In this case, Plaintiffs' constitutional claims are not ripe. They do not dispute that they have not filed any development proposal. Plaintiffs, however, provide two arguments in support of their position that their claims are ripe. First, Plaintiffs contend that they have fully exhausted their claims under state law. Dkt. 31 at 9-12. The Court declines to address these state law issues because complete exhaustion under state law does not involve Plaintiffs filing any meaningful development project. See id.

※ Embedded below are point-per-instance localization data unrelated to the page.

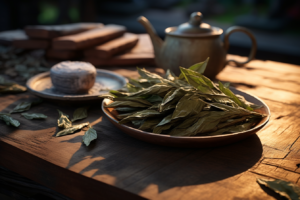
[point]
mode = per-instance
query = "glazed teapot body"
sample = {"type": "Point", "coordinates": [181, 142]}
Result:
{"type": "Point", "coordinates": [189, 44]}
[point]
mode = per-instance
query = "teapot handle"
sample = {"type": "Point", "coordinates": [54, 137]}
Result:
{"type": "Point", "coordinates": [244, 30]}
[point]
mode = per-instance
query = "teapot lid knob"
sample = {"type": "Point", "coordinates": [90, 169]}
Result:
{"type": "Point", "coordinates": [194, 26]}
{"type": "Point", "coordinates": [195, 19]}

Second, Plaintiffs argue that exhaustion of their federal claims should be excused. Specifically, Plaintiffs argue that "[e]xhaustion of plaintiffs' federal claims is also excused under the Ninth Circuit's futility exception because the submission of an application would be an idle and futile act." Dkt. 31 at 12 (quotations and citations omitted). Plaintiffs' argument is without merit because the "futility exception does not alter a party's obligation to file at least one meaningful development proposal." Kawaoka, 17 F.3d at 1232. Essentially, Plaintiffs ask the Court to ignore binding precedent and deny the City's motion for summary judgment. The Court declines to do so. Therefore, the Court grants the City's motion because Plaintiffs' federal constitutional claims are not ripe for review.

C. State Law Claims

The Court may decline to exercise supplemental jurisdiction over a claim if it has dismissed all claims over which it has original jurisdiction. 28 U.S.C. § 1367(c)(3).

In this case, the Court declines to exercise supplemental jurisdiction. Not only did Plaintiffs originally file this action in state court, but Plaintiffs also moved to remand the state law claims because they contend that the claims raise novel and complex issues of state law. Dkt. 9. Moreover, the remaining state law claims involve a local dispute between a City Council and owners of property within the City, which weighs heavily in favor of returning the matter to the local court. Therefore, the Court remands this matter and denies the parties' remaining motions as moot.

IV. ORDER

Therefore, it is hereby ORDERED that (1) the City's motion for summary judgment (Dkt. 28) is GRANTED in part on the ripeness of the City's federal claims and DENIED as moot on all other issues, (2) Plaintiffs' motion for summary judgment is DENIED as moot, (3) the Court declines to exercise supplemental jurisdiction over Plaintiffs' remaining claims, and (4) the Clerk shall enter judgment for the City, close this case, and remand the matter to Clark County Superior Court.